O papel vem em diversos tamanhos e qualidades, variando do tipo jornal até papéis de alta qualidade e relativamente caros vendidos em folhas individuais. Os papéis variam em textura, tonalidade, acidez e resistência quando molhados. Papéis lisos são bons para detalhes finos, mas um papel com mais “dente” (textura) segura melhor o material de desenho. Assim, um material mais áspero é útil para produzir contrastes mais profundos.

Papel de jornal e de datilografia podem ser úteis para prática e esboços rápidos. Papel vegetal é usado para experimentar sobre um desenho semiacabado e para transferir um design de uma folha para outra. Papel-cartucho é o tipo básico de papel de desenho vendido em blocos. Cartão Bristol e até placas mais pesadas livres de ácido, frequentemente com acabamentos lisos, são usados para desenhos com detalhes finos e não se deformam quando meios úmidos (tinta, lavagens) são aplicados. O velino é extremamente liso e adequado para detalhes muito precisos. O papel aquarela prensado a frio pode ser preferido para desenho a tinta devido à sua textura.

Papel sem ácido, de qualidade arquivística, mantém sua cor e textura por muito mais tempo do que papel à base de polpa de madeira, como jornal, que fica amarelado e frágil muito antes.
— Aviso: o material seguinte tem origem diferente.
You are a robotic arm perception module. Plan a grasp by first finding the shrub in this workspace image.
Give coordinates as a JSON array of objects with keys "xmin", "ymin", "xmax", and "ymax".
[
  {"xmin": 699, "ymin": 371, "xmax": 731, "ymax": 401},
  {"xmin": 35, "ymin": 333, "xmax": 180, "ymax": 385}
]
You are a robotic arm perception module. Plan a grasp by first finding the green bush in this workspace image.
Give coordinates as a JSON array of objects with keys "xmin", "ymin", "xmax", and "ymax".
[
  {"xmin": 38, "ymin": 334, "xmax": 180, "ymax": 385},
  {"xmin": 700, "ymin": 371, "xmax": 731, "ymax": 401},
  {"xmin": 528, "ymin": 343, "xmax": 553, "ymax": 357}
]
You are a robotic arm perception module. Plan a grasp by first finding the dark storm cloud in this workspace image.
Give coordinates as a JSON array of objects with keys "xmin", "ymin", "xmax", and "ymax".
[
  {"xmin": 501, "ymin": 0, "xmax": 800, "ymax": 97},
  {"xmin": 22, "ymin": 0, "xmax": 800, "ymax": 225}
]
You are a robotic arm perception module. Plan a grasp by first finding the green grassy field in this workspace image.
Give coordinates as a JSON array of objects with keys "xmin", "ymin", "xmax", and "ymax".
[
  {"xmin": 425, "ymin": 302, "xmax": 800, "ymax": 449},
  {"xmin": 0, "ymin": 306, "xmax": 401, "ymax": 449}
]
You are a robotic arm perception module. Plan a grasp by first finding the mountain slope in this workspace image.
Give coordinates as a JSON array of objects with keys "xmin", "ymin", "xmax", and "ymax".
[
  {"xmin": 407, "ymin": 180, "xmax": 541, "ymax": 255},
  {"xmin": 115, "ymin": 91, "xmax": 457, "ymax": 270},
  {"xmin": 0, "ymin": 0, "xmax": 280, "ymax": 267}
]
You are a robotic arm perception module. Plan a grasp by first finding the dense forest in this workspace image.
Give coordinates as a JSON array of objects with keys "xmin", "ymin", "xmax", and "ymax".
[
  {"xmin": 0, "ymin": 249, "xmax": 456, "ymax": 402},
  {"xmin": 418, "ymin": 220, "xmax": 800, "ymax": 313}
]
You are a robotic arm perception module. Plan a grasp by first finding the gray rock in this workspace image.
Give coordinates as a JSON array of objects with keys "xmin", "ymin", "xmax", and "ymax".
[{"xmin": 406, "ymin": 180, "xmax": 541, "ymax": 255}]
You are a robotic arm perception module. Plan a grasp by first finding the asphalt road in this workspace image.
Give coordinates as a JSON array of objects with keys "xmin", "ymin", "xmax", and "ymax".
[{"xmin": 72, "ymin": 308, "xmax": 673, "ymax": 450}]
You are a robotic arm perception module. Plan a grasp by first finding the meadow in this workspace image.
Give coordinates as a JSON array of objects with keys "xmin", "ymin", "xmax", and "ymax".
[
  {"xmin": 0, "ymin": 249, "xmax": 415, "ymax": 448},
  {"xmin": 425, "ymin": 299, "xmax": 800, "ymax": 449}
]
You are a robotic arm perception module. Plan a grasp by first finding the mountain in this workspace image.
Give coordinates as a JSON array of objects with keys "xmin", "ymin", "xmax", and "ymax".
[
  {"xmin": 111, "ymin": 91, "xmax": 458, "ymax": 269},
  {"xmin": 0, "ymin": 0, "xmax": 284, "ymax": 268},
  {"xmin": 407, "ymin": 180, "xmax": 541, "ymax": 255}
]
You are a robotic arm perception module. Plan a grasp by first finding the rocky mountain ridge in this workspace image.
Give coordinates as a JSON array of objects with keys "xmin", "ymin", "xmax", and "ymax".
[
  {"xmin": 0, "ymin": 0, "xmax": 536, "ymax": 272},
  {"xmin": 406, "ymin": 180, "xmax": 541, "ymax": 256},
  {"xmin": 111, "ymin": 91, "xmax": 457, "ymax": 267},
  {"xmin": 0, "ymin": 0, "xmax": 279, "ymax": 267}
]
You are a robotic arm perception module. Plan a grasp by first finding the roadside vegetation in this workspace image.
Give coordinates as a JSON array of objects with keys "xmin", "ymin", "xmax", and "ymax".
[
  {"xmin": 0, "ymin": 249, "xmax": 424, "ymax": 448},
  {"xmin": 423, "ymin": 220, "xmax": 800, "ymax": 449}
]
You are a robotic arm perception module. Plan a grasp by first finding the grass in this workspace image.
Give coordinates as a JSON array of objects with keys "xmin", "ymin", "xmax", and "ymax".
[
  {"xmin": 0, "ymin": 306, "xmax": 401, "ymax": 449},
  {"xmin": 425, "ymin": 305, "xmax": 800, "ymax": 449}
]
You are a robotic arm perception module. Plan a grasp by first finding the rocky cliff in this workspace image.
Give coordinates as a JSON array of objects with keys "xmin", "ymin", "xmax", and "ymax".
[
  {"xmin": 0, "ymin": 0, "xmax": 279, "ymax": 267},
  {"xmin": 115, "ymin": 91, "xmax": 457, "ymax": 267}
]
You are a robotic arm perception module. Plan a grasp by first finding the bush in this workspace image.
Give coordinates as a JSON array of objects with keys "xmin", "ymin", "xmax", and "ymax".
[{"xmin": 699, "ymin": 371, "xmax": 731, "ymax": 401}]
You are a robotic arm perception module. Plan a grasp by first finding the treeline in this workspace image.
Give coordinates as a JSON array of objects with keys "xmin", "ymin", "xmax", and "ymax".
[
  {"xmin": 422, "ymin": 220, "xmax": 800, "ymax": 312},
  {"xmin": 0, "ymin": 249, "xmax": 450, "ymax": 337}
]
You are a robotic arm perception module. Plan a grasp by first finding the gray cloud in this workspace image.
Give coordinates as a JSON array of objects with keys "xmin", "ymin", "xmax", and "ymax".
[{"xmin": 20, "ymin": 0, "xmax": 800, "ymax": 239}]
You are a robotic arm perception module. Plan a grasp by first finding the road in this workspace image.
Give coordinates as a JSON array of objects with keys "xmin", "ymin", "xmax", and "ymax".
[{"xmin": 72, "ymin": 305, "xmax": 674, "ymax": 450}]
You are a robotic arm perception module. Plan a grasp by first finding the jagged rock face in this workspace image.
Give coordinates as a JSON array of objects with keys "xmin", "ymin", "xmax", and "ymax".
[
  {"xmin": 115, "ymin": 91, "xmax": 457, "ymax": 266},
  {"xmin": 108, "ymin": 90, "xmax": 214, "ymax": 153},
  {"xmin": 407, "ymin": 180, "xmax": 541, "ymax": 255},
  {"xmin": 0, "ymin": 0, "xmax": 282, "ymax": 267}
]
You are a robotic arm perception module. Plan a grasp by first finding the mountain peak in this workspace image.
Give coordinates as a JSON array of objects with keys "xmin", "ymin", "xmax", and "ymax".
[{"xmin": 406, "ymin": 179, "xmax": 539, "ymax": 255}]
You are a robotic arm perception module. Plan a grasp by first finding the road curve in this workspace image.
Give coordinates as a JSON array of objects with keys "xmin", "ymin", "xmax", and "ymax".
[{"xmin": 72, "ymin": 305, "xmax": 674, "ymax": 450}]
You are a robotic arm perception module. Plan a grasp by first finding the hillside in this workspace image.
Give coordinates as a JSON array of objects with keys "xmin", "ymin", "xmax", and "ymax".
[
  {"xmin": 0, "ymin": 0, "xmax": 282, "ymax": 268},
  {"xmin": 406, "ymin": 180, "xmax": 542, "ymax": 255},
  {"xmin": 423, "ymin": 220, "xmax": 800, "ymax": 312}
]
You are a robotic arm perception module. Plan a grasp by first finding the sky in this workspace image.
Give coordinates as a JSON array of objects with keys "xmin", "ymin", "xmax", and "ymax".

As ferramentas básicas são uma mesa de desenho ou mesa inclinada, um apontador de lápis e uma borracha, e para desenho a tinta, mata-borrão. Outras ferramentas usadas incluem compasso, régua e esquadro. Fixador é usado para evitar que marcas de lápis e giz de cera borrem. Fita para desenho é usada para fixar o papel à superfície de desenho e também para mascarar uma área que se deseja manter livre de marcas acidentais, como materiais borrifados ou respingados. Um cavalete ou mesa inclinada é utilizado para manter a superfície de desenho em posição adequada, geralmente mais horizontal do que a posição usada para pintura.